Though he is no more in his mortal frame his spirit howers all over the mountains, valleys and fields. He remains the guardian angel of India particularly to those downtrodden the oppressed and the depressed. His spirit continues to govern and lead the men of his generation of politicians and that is why India has not disintegrated. Gandhi decried the pervasive drinking habit in Sri Lanka especially among the poor and said that it was opposed to the spirit of all religions most decidedly Buddhism. This was said during the contemplative era of the Temperance movement in Ceylon. Gandhi further said that he did not know what the position in Sri Lanka was but he knew that in Burma the Buddhists would not kill animals. On November 19th 1927 visiting Badulla Gandhi said that he was pained to hear that even some Buddhists observed the curse of untouchability and that untouchable women were forbidden to wear upper garments.

If you believe in untouchability you totally deny the teaching of the Buddha, said Gandhi. On June 22nd 1927 addressing the Ceylon National Congress Gandhi deplored the way communalism was being promoted in Sri Lanka. Gandhi was disturbed by the deep rooted Westernisation that he saw in Sri Lanka and said that it should be eschewed because it created divisions among the people. In a speech at Mahinda college Galle Gandhi said that he was certain that the children of the nation who receive instruction in a tongue other than their own commits suicide.

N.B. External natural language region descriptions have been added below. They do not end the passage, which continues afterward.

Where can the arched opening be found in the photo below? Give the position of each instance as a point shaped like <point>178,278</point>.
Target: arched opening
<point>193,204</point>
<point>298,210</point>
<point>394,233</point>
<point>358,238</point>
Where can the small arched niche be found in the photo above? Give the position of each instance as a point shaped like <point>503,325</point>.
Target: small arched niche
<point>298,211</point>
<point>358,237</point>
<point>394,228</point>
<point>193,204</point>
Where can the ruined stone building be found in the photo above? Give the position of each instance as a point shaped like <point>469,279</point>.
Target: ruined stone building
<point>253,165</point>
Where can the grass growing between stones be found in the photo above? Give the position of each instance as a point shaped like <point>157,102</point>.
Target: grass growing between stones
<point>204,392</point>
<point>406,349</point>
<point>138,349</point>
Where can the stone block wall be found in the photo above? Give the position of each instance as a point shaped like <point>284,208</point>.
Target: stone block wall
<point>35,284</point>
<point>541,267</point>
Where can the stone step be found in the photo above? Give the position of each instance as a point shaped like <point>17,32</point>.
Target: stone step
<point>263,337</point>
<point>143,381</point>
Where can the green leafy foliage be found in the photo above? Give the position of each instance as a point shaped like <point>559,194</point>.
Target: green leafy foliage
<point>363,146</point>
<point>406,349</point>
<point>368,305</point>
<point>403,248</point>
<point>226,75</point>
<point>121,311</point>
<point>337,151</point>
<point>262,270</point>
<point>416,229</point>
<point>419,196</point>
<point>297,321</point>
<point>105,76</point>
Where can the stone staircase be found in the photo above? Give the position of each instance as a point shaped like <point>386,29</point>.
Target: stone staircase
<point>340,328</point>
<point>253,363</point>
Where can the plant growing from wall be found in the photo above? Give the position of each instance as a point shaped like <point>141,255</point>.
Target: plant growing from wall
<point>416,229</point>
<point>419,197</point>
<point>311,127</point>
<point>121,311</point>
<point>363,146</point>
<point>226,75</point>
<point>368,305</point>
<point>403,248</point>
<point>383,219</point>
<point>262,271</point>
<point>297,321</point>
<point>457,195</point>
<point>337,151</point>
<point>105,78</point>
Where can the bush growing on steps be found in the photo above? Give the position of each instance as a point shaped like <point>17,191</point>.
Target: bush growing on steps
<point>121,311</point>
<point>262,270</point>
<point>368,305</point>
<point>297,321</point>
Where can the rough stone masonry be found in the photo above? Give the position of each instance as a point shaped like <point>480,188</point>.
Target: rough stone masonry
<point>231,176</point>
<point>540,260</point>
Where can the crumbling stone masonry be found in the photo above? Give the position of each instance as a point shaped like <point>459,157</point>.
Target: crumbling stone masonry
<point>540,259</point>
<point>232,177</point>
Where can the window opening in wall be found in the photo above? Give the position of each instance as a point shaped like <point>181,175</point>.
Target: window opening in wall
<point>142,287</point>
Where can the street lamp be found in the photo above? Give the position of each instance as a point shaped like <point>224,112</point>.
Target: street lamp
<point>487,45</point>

It robs them of their birth right, he said. In a speech delivered at a meeting of Indians in Jaffna Gandhi said that he wished Sri Lanka would be an improved version of India which had fallen on bad times. Sri Lanka should be the model for India. Gandhi resolved to destroy white supremacy. He was determined to drive the whites out of India. He demonstrated an extraordinary patience and tolerance towards all the inhuman degrading and at times cruel treatment meted out to him and his followers by the English masters. Mahatma Gandhi adopted non violence as the means to achieve peace. At the beginning even most of the Indians could not agree with him.

Britishers ridiculed his approach. They never knew that Dharma was more powerful than their guns and bullets. Gandhi left the shores of Sri Lanka after his much honoured visit a changed man in thought regarding India’s Southern neighbour Sri Lanka. His departing sentiments as all Sri Lankans learned were; communalism is totally opposed to nationalism. Sri Lanka would never get genuine self government unless all the communities speak with one voice and not merely as Christians, Muslims, Buddhists, Hindus, Sinhalese, Tamils and Malays.

On January 30, 1948 just two days before Sri Lanka received Independence from the British rule Gandhi who preached non violence as his weapon to achieve freedom from the shackles of colonial masters to India was shot dead by Nathuram Vinayak godse a religious fanatic. Not only the whole of India but also neighbouring Sri Lanka felt grief at the snatching away of this great soul the Mahatma whose life did inspire and influence many of our Asian leaders and our country and our leaders.